Kidney donation vouchers: To boost the supply of kidneys, nearly 80 transplant facilities across the U.S. now participate in the National Kidney Registry (NKR) Voucher Program.
Through this program, living donors can give a kidney to anyone who is compatible with them and currently in need, in exchange for a voucher that lists up to five people of their choosing.

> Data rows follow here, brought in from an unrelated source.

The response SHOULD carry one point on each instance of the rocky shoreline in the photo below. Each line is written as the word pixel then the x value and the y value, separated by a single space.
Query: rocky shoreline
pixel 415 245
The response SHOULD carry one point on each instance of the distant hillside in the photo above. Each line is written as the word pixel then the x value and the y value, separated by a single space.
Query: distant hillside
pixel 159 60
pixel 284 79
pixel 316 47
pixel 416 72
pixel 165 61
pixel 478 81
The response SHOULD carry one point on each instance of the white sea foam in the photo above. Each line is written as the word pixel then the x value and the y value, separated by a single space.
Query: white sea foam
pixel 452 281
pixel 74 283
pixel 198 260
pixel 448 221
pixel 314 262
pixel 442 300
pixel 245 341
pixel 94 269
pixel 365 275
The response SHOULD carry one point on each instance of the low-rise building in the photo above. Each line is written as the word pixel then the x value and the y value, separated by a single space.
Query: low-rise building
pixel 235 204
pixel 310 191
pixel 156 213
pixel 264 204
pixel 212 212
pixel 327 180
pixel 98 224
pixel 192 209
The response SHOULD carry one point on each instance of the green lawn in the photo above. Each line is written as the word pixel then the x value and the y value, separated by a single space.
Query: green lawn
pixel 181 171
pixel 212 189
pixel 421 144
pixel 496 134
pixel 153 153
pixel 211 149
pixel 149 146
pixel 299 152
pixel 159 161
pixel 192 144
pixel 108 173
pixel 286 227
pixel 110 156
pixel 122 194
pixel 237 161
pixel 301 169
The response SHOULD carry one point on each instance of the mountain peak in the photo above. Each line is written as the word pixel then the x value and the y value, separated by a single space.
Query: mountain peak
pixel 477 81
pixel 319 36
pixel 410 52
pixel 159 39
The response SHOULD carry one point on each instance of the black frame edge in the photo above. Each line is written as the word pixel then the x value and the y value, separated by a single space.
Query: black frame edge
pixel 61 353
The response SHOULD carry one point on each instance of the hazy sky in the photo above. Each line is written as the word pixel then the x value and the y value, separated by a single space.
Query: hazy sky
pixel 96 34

If one of those people ever needs a kidney, they can redeem the voucher and be given priority status for a living donation.
“It’s like a coupon to use in the future,” Jeffrey Veale, who started the program at UCLA, told HealthDay News.
The program is able to get donors who otherwise wouldn’t donate.
—JEFFREY VEALE
How it started: California resident Howard Broadman came up with the idea for the kidney donation vouchers in 2014. That’s when he found out his four-year-old grandson Quinn was likely to experience kidney failure within the next 10 to 15 years.
Broadman would’ve been too old to donate a kidney to Quinn by then, so he told UCLA’s Kidney Transplant Program he’d be willing to give a kidney to someone right then if they would give his grandson priority when he did need a transplant.
UCLA agreed to the arrangement, and the voucher program spread from there.
The impact: According to a newly published analysis, 250 people have now donated kidneys in exchange for vouchers, and six people have redeemed them.
Without the kidney donation vouchers, those six people likely would have been stuck waiting several years for a kidney from a deceased donor — but with them, their wait time was just one to five months.
“The idea was initially resisted in the transplant community, because it was really outside the box, but it’s growing huge,” Veale said.
“(I)t definitely makes a difference,” he added. “There is no question that the program is able to get donors who otherwise wouldn’t donate.”